In the opening for her recently published book, “Black Mixcellence,” Tamika Hall introduces readers to her first experience with alcohol: gulping down wine at her first communion ceremony. A familiar scene for anyone who grew up in the Catholic church, she writes that it left a particularly significant impression. Learning about the religion’s relationship with wine sparked the first conversations she had about alcohol.
Through the 209-page book, freelance writer and content strategist Hall further illustrates the integration of alcohol in her own life, similar to how Black mixologists are entwined with the history of cocktails and many drinks recipes themselves. Each chapter centers on the story of a classic cocktail or modern innovation and the Black creators who contributed to them.
Alongside bartender and brand ambassador Colin Asare-Appiah, Hall archives the oft-forgotten and long overlooked contributions of African-American mixologists.
“Social media, and the public desire to re-create bespoke cocktails that people have enjoyed at bars and now want to make it home, have both been at the forefront of this movement to celebrate Black mixology,” Asare-Appiah writes in the foreword. “This celebration is long overdue, and as a Black mixologist, it’s great to see the opportunity, but a lot more work needs to be done.”
VinePair sat down with Hall to chat about the extensive research for the book, her favorite cocktail innovations, and what she hopes to see in the industry going forward.
[Editor’s note: This interview has been edited and condensed for clarity.]
1. How did you first become interested in the drinks business?
Who’s not interested in food and drink?
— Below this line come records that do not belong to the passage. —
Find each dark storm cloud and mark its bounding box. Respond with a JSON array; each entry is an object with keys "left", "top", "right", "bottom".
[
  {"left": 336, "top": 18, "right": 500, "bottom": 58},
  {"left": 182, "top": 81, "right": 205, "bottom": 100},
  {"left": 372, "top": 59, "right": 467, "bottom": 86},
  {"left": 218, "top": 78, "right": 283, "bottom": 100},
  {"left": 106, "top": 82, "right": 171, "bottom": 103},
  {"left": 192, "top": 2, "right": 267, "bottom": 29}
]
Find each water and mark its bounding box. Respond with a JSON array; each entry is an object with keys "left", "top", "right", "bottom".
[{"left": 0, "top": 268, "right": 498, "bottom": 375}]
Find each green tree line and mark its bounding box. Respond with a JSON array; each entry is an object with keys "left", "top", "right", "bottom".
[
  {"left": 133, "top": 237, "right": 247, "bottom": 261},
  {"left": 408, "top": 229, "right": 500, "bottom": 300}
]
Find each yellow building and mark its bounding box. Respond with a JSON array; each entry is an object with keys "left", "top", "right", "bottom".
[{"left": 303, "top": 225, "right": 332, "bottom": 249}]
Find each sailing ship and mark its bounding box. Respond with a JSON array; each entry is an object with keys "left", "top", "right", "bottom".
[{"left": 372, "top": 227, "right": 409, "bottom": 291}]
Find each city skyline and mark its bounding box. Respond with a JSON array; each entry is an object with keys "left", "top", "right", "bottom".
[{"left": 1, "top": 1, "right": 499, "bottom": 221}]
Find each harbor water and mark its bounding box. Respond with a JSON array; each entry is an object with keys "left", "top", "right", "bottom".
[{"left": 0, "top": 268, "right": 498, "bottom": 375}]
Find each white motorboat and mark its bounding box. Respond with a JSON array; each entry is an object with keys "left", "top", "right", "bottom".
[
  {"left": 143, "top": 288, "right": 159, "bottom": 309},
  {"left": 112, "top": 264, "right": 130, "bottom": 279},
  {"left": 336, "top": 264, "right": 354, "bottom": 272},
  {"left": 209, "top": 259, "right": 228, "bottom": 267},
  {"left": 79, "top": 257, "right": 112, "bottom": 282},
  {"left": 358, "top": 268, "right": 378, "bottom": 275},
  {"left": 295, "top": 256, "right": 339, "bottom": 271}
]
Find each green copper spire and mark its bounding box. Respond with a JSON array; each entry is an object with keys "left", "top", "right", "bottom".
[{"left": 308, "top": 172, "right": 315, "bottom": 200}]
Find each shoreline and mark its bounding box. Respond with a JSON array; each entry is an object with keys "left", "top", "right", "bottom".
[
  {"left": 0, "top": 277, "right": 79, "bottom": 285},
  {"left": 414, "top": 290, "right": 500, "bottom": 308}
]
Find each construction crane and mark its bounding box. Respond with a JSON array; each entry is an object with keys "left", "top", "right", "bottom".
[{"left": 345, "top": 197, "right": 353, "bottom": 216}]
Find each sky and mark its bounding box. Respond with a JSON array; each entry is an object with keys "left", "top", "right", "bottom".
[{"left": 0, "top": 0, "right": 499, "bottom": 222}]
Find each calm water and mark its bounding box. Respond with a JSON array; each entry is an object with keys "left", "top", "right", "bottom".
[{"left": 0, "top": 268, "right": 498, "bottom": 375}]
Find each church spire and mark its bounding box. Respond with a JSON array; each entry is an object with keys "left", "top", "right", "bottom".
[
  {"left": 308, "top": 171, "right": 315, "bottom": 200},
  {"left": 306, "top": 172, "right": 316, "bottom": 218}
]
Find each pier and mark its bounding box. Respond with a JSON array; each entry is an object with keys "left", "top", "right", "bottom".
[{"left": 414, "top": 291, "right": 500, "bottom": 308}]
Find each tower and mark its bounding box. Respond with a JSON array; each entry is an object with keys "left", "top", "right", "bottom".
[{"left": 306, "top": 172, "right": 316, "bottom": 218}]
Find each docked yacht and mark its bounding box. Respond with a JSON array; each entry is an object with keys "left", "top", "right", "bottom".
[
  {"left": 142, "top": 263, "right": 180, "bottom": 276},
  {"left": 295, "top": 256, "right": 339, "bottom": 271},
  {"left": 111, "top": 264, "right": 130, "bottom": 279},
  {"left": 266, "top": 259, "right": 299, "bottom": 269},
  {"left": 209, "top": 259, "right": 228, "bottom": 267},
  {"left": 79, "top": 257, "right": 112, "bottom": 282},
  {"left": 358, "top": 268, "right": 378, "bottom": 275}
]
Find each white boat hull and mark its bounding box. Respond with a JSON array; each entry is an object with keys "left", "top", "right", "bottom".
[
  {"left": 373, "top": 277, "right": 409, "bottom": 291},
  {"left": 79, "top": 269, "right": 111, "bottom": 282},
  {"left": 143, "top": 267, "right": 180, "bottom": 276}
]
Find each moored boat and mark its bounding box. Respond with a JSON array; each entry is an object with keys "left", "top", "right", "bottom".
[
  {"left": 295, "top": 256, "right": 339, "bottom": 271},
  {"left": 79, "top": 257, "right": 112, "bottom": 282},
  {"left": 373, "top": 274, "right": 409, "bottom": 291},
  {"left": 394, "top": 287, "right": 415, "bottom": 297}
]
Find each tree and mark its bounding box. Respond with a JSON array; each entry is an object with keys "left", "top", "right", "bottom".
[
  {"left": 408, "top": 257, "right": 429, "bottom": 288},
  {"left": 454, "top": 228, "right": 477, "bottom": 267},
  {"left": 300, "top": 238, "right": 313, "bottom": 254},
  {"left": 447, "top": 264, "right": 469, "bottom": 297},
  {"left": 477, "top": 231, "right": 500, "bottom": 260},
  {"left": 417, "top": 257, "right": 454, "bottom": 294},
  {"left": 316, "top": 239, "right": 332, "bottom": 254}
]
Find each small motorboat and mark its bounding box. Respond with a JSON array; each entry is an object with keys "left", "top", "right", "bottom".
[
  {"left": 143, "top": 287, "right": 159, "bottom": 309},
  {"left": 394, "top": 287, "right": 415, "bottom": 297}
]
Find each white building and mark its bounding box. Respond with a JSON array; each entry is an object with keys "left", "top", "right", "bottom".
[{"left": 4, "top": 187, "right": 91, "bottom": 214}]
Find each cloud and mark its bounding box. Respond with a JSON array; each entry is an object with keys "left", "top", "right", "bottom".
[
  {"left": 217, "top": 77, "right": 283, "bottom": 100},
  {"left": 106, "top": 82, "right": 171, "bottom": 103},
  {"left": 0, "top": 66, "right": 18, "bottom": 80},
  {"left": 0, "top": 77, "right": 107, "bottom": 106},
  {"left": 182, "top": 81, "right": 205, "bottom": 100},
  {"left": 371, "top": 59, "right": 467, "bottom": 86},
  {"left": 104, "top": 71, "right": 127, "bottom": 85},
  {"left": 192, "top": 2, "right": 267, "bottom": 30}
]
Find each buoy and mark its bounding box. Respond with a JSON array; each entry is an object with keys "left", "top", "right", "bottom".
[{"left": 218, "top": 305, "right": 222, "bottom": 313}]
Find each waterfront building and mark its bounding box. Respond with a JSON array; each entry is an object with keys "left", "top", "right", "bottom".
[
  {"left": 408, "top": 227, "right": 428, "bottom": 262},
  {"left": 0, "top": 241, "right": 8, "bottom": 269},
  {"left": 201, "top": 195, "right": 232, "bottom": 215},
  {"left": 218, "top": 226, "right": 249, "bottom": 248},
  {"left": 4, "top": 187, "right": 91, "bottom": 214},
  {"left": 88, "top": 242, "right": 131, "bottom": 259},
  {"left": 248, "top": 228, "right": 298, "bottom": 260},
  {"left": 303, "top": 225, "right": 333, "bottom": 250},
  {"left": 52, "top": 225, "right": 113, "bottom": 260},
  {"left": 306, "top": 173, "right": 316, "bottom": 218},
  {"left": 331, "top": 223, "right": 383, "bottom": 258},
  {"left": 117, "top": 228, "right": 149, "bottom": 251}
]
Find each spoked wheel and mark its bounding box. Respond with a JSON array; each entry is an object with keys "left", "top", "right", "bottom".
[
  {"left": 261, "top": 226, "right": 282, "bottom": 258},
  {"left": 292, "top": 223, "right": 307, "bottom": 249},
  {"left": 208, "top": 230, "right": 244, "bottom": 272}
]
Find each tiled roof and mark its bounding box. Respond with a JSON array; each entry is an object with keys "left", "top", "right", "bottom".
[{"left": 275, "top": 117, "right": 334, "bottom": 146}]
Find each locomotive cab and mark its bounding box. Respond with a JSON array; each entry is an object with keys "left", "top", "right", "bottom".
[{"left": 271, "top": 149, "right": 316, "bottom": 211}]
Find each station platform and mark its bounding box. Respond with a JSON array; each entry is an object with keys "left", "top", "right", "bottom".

It’s amazing — it’s honest. There’s no sugarcoating when you share your opinion. For me, that’s why I liked beverages. You’re exposed to a lot of different things.
2. Your book, “Black Mixcellence,” spotlights historic figures in the cocktail industry that might have been formerly overlooked. How would you attribute the misinformation or lack of information about Black mixologists?
As far as recipes were concerned, before people were free from slavery, reading and writing was prohibited. A lot of recipes, commentary, and even history and stories about people were not documented on paper. Tom Bullock was the first Black mixologist who penned a cocktail book. Prohibition pushed that to the side. It’s a combination of that and a lack of representation.
3. Your book contains so many different backstories. Are there any that surprised you?
I had no idea about Bertie Brown, and her being a Black woman making moonshine. She had such an influence on Prohibition. She had a bed and breakfast and was making moonshine, and people were traveling to find her product and purchase. I had no idea.
4. What is her impact on the industry today?
She was just trying to make her mark on Prohibition and make money too. Because, then, people had to figure out how to make money when there was no alcohol to buy, sell, etc. All the mixologists I interviewed for the book come with their own story: How they came to mixology, what they do, and some started their own businesses. Everyone has their own different influences. Some felt making a cocktail is an instant gratification [art form]. You create this drink, serve it to people, and you know right away if they like it or don’t.
5. During research for the book, were there any particular drink innovations that caught your eye?
There’s a cocktail [in the book] that’s like a Piña Colada, but it’s made with avocado so it’s green. Who thought to put avocado in a cocktail? I’ve never seen that before. There’s also twists on classics, so very modern versions of old cocktails. You have the Chai Old Fashioned, which incorporates chai tea in the Old Fashioned — it’s like a marriage of the past but bringing it into the future.
6. Beyond spotlighting Black mixologists and creating more inclusive spaces, what is the next step to widening representation in the industry?
It’s continuing to document and continuing to provide a platform. Even though I wrote the book, one of my biggest goals is to [give] mixologists the platform. So, if there’s some kind of demonstration or some kind of panel, I would rather them speak to their talent, what they’re doing, where they’re at, and where they’re going next, versus me talking about the book or about them. It’s really just about providing the platform. For me, it’s potentially writing more books and documenting more history. I’ve been getting people to do their own digging into the history and creating their own documentation of their content.